An average booking with Raho can cost between ₹3,000 and ₹5,000 for a three-bedroom cottage in Coorg for one night. Their target audience is people between the ages of 25 and 40, who are looking for affordable but valuable experiences.

Raho currently has 50 operational rooms in Coorg and is focussed on expanding within the region before moving on to target markets, including Chikmagalur and Wayanad; its goal is to have 100 operational rooms by April.

The company raised a pre-seed round of ₹2.6 crore from Campus Fund and angel investors in April 2025. It operates a multi-channel, asset-light revenue model: Profit-sharing for rooms, 60 percent of which goes to property owners; Raho earns 15 percent commission on direct bookings. Beyond rooms, it earns about 30 percent margins on food and beverage, and 30 percent on curated experiences, services and in-property product sales.

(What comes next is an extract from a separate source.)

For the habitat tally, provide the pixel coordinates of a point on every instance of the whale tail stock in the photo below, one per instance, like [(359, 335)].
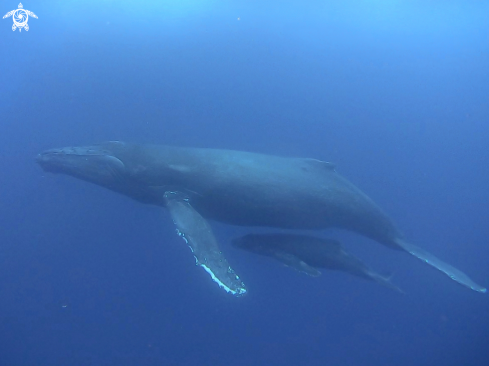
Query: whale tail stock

“This blended model maximises guest value, strengthens unit economics at scale, and allows us to reinvest in brand consistency, guest experience, and operational excellence across clusters,” Mohan says.

Raho’s revenue for FY25 was ₹65 lakh; the company’s projected revenue for FY26 is ₹3 crore. It hopes to break even by April.

Raho adopts a smart model, bridging design and homestay operations. It’s strong on structure, asset-light scalability and consistency. However, to elevate further, it could focus on curated luxury differentiation and stronger brand storytelling,” says Kapil Chopra, founder of EazyDiner and The Postcard Hotel, and 30 Under 30 jury for the hospitality category.